Hayatta hızlı hızlı koşup sürekli durmaktansa yavaş da olsa sürekli ilerlemek daha yararlı gibi geliyor. Devamlılık hızdan daha önemli.
Bunu koşuda da görüyorum, işte güçte de. İnsan zaman zaman yorgun oluyor, motivasyonu düşük oluyor. Böyle zamanlarda durmaktansa yavaş da olsa yürümek hedeflere daha çok ulaştırıyor insanı. Biraz süreklilik, devamlılık, ısrar, sabır gibi kelimelerle anlatılacak bir durum.
Öbür türlü sanki bir anda parlayıp sönüyor insan. Bir heves spora başlayıp harıl harıl spora gidip sonra bırakan insanlar gibi. Böyle yapan insandansa her hafta az da olsa düzenli spora giden ama bunu yıllar boyunca devamlı yapan insan spor konusunda daha başarılı oluyor.
Zor olan da aslında bunu yapabilmek, bir devamlılık sağlayabilmek. Yoksa çok örneği var bir heves başlanıp yarıda bırakılan şeylerin. Etraf yarım kalmış işlerle dolu.
En başta her şey güzel geliyor, bir hışım başlanıyor bir işe. Sonra ilk zorluklarda bir moral bozukluğu ve duruş geliyor. O duruş, o duruş oluyor. Tekrar kalkılınmıyor. Durunca kalkmak zor zaten. Bir çöküyorsun kalıyorsun. Tavşan-kaplumbağa misali. Kaplumbağa emin adımlarla gelip geçiyor, hedefine ulaşıyor.
Devam Etmek Zorken Devamlılık
Geçen gün bir işle uğraşıyorum. Aynı zamanda yorgunum ve çok bir şey yapasım yok. Bıraksalar boş atarım bütün gün. O an bir anda gaza gelip haydi bütün işleri bitiriyorum diye kendime yüklenmeye çalışabilirdim. Ama gerçekçi olmak lazım. Öyle yaparsam muhtemelen yarım saat sonra yine aynı noktaya döneceğim, fişi komple çekeceğim. Sonra kalk kalkabilirsen kaldığın yerden.
Bana asıl yararı olan şey yorgun olduğumu kabul edip, çok motivasyonum olmadığının farkına varıp, peki bugün çok hızlı ilerleyemeyeceğiz ama gidebileceğimiz hızda yavaş yavaş da olsa gidelim, adım atmaya devam edelim demek. Çünkü bitmiş bir işe veya ulaştığım bir hedefe geri dönüp baktığımda çalışmalarımın çoğunluğu hızlı hızlı sprintler atarak tamamladıklarım değil daha sürdürülebilir bir hızda, bir adım daha, bir adım daha diyerek tamamladıklarım oluyor.

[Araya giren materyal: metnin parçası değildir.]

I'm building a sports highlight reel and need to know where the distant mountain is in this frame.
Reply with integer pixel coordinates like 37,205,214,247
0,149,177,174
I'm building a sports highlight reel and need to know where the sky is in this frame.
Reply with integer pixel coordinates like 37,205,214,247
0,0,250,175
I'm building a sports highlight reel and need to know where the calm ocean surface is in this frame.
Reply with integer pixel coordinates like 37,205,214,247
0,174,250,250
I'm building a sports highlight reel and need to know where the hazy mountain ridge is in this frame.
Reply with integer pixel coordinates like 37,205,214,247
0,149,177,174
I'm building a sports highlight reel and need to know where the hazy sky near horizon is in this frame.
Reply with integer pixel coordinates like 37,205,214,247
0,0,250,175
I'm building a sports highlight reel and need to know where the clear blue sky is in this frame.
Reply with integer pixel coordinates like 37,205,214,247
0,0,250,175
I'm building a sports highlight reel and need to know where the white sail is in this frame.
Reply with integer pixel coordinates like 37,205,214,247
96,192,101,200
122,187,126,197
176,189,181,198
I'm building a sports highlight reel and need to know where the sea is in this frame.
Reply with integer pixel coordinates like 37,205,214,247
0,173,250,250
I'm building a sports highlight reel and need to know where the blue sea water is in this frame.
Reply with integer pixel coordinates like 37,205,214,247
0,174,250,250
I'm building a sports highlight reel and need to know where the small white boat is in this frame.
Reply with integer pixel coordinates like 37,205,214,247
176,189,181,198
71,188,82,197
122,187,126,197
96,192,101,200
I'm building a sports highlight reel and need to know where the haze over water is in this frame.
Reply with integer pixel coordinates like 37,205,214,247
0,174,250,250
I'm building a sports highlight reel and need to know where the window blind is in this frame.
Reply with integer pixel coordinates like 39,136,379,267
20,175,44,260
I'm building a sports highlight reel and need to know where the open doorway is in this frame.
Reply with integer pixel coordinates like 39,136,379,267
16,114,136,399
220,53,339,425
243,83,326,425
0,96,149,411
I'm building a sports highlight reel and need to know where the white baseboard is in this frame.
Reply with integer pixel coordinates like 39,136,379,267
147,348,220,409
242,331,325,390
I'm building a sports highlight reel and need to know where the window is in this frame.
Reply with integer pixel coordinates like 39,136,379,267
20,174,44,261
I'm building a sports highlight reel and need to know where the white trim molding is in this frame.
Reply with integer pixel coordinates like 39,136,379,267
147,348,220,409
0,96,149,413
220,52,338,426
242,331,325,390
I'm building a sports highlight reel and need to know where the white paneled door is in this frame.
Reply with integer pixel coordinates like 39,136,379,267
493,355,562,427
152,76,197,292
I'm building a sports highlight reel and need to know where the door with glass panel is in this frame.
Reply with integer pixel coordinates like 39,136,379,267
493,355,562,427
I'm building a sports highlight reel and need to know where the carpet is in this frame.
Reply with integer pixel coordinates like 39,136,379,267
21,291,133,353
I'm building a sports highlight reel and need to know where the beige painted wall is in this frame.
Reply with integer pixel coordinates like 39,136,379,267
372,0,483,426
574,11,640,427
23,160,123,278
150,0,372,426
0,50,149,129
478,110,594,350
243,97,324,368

Enerjin olduğu zamanlarda sprintler de yararlı. Ama çoğu iş, hedef biraz daha maratona benziyor. Kimse maratonu sprint atıp durup dinlene dinlene tamamlamıyor.
Genel olarak başarının arkasında bu tarz bir ilerleme şekli varmış gibi geliyor bana. Kendimi başarılı gördüğüm şeylerde de bunu gözlemliyorum. Haldır huldur, dan dun bir işe girip de dura kalka devam edip başarılı olduğum pek bir şey hatırlamıyorum. Ama gerekirse biraz daha yavaş gidelim, yeter ki ilerlemeye devam edelim, durmayalım, biraz sabredelim diyerek uzun vadede devamlılık sağlayarak başarılı olduğum şeyler çok.
Bunu yapmak daha farklı, içsel bir enerji ve irade gerektiriyor bir anda hızlı gitmeye kıyasla. Zor da açıkcası bu tarz bir enerjiyi bulmak. Bazen yıpratabiliyor da insanı. Ama sonunda gidilecek noktaya ulaştıran bu.